Nitrogen-fixing Alnus nepalensis (D. Don) is one of the
fast-growing early successional tree species that often forms pure
stands in areas affected by landslide/ slip stages over 1400 m.a.s.l.
but also occurred in a forest chronosequence in the central Himalaya
(Joshi and Garkoti 2021b). A. nepalensis is an important economic
and reforestation tree species in central Himalaya. Previous research
has demonstrated that A. nepalensis is an extremely important for
soil restoration and degraded forest management (Joshi and Garkoti
2021b). Most studies of A. nepalensis have focused on ecosystem
carbon dynamics (Joshi and Garkoti 2021b), soil physicochemical
properties, below ground biomass and litter dynamics (Joshi and Garkoti
2020; Joshi and Garkoti 2021a). However, it is still not understood how
the leaves of A. nepalensis response (photosynthetically,
chemically and morphologically) along with the leaf age, and tree age.

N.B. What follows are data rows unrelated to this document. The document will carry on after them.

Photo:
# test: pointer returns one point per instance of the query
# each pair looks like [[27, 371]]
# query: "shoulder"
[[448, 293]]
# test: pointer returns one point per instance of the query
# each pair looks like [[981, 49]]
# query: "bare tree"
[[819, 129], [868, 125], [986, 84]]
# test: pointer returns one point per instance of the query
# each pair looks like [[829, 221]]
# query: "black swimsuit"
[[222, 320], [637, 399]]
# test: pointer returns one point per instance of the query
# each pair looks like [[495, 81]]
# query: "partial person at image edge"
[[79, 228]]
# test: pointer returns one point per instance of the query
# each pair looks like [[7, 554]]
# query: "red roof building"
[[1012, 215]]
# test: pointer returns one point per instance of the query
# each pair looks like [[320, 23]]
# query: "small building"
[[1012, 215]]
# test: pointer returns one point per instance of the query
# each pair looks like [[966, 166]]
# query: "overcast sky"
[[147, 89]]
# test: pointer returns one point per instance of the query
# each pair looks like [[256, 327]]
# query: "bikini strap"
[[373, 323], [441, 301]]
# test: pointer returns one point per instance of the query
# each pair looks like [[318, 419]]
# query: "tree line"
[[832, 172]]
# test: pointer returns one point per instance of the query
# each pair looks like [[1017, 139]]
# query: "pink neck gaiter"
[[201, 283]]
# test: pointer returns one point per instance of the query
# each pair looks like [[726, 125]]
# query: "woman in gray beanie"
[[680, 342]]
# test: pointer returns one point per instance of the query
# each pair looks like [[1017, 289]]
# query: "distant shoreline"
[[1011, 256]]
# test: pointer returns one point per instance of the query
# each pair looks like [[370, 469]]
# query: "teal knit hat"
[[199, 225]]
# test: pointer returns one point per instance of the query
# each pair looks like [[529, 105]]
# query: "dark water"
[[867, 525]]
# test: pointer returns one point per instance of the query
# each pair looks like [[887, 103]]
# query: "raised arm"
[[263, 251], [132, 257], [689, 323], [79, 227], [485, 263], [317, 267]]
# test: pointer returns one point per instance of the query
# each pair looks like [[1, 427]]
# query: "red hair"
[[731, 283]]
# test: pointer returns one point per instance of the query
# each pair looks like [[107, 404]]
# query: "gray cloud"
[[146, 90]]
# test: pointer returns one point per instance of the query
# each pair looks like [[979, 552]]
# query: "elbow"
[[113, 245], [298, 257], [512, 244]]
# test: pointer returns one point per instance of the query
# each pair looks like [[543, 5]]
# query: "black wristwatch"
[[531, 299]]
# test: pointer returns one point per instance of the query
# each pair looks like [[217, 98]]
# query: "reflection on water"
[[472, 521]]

Therefore, we investigated the effect of leaf age, and tree age on leaf
ecophysiology traits in A. nepalensis . In this study, we proposed
two questions 1) how do the leaf ecophysiological and morphological
traits change with leaf and plant age? We expect a shift from a more
acquisitive physiological strategy in the young stage to a conservative
physiological strategy in the older stage, and 2) A resource
conservation strategy adopted by the older stage may have high WUE,
tough leaf construction, and low leaf N and P concentration, low
photosynthetic N-, and P-use efficiency and low rates of carbon
assimilation when compared to the young stage.